At the Potomac Officers Club’s 2024 Intel Summit on September 19, IC leaders and private sector experts will convene to share their insights on current intelligence activities within the federal government. To learn more and register to attend, visit the 2024 Intel Summit event page on the Potomac Officers Club website.

The IC is approaching AI from a variety of angles, one of which is data. In July, the IC released an updated data strategy for 2023-2025, which notes the fielding of data, analytics and AI capabilities at a competitive pace and scale as a “central challenge” for the community.

Using AI-powered tools, the strategy says, can help the IC “more effectively manage, use, store, and secure data.”

Generative AI – which refers to AI tools that can generate text, images or other outputs based on user prompts  – is another area that has caught the attention of the IC. These technologies have gained traction in recent years, and both the U.S. and its adversaries are exploring ways in which it could be used to compete in today’s great power landscape. 

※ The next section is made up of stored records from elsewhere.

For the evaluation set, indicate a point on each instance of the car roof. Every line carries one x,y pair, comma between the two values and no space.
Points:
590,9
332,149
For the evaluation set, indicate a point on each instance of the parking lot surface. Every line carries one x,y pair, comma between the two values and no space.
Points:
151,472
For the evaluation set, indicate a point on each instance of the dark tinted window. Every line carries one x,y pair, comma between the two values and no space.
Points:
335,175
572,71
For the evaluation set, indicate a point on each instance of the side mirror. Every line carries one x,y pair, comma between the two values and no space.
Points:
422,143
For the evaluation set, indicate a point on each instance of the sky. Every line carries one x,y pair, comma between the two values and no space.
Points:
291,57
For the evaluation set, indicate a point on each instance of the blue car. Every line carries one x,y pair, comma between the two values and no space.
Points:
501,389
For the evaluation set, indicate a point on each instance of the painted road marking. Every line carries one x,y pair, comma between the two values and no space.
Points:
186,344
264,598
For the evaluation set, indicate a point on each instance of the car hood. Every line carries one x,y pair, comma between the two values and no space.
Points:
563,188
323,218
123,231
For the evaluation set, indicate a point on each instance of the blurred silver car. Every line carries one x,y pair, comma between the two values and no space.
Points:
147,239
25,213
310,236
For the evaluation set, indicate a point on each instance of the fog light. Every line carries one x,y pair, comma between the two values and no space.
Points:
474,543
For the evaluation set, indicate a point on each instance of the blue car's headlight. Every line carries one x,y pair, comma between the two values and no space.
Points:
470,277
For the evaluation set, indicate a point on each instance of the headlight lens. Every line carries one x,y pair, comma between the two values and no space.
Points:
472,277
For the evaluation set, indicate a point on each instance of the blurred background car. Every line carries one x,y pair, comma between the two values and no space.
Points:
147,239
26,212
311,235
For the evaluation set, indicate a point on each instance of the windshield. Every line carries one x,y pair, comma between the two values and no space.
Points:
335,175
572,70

In its 2024 Annual Threat Assessment of the U.S. Intelligence Community, the Office of the Director of National Intelligence identified generative AI as a potential threat to U.S. interests, particularly when used by China and Russia. 

Advancements in AI technologies have the ability to dramatically influence technology development on a broad scale. Though AI presents many opportunities for the U.S., the report listed deepfakes, misinformation and AI-generated viruses as some associated issues that have emerged. 

China, the report noted, “is demonstrating a higher degree of sophistication in its influence activity including experimenting with generative AI.”

To sharpen its focus on AI technologies, the IC appointed John Beieler – who also serves as the top science and technology advisor to Director of National Intelligence and 2024 Wash100 winner Avril Haines – as its first chief AI officer in April. 

Now, Beieler leads a council of IC chief AI officers, which he told Federal News Network is developing a directive to inform intelligence agencies on the development and deployment of AI and machine learning as well as related privacy protections and civil liberties that should be considered during these processes.

According to Beieler, the council is in the process of updating ODNI’s AI strategy “to make sure that we have that one consolidated viewpoint of, what do we think is important for AI and the IC.”